Nun hat Finanzminister Reinhold Hilbers nach jahrelanger Untätigkeit angekündigt, dass der Solar-Ausbau auf den Dächern des Landes plötzlich vorangetrieben werden soll. Dafür zieht er allerdings Pacht-, Leasing- oder Contracting-Modelle als Möglichkeiten in Betracht. Im Klartext: Das Land gibt ein über Netzeinspeisungen rentables Geschäft an Dritte ab, anstatt selbst die Gewinne zu realisieren.

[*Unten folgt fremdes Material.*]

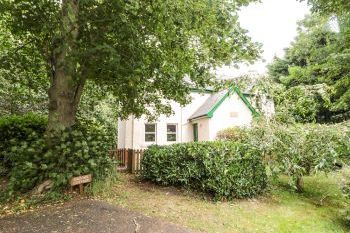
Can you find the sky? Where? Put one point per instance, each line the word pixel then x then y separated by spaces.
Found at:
pixel 273 23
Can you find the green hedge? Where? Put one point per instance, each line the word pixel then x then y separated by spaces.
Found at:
pixel 225 170
pixel 30 159
pixel 15 129
pixel 296 150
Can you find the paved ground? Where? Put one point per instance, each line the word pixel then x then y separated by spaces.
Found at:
pixel 86 216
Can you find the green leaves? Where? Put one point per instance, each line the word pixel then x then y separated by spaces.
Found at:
pixel 314 74
pixel 296 150
pixel 224 169
pixel 140 51
pixel 29 160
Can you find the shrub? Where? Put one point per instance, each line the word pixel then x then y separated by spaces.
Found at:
pixel 77 151
pixel 16 129
pixel 299 150
pixel 345 188
pixel 224 169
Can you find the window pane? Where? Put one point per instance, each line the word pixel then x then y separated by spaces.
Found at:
pixel 150 128
pixel 171 128
pixel 150 137
pixel 171 137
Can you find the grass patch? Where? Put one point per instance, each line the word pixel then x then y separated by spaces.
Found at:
pixel 102 189
pixel 282 210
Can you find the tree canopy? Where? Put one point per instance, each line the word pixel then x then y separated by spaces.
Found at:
pixel 143 52
pixel 315 73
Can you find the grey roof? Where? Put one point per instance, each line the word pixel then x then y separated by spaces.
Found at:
pixel 208 105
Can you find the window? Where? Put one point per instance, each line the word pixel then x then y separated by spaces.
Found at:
pixel 171 132
pixel 150 132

Öffentliche Investitionen + gute Arbeit

Viel sinnvoller wäre es, wenn das Land die Klimablindheit der schwarzen Null hinter sich lässt und in Eigenregie investiert. DGB und BUND schlagen dafür die Einrichtung eines Investitionsfonds (NFonds) vor. Damit soll ein Investitionsprogramm ins Leben gerufen werden, das unter anderem die Umstellung der Landesliegenschaften auf erneuerbare Energien, den Aufbau einer grünen Wasserstoffwirtschaft, eine Mobilitätsgarantie durch verbesserte ÖPNV-Angebote und Umwelttickets und die Sanierung öffentlicher Gebäude beinhaltet. Und klar ist: Wenn der Staat öffentliche Gelder in Form von Aufträgen, Fördermitteln und Zuschüssen vergibt, müssen diese verbindlich an ökologische und soziale Kriterien geknüpft sein. Tarifverträge, Beschäftigungssicherung und Ressourcen- und Emissionseinsparungen sind dafür wesentliche Voraussetzungen.

Niedersachsen zukunftsfest machen

Niedersachsen steht als Land in der Verantwortung sich für die Zukunft nachhaltig aufzustellen. Dafür liegen einige gute Vorschläge parat, jetzt sind die Parteien am Zug!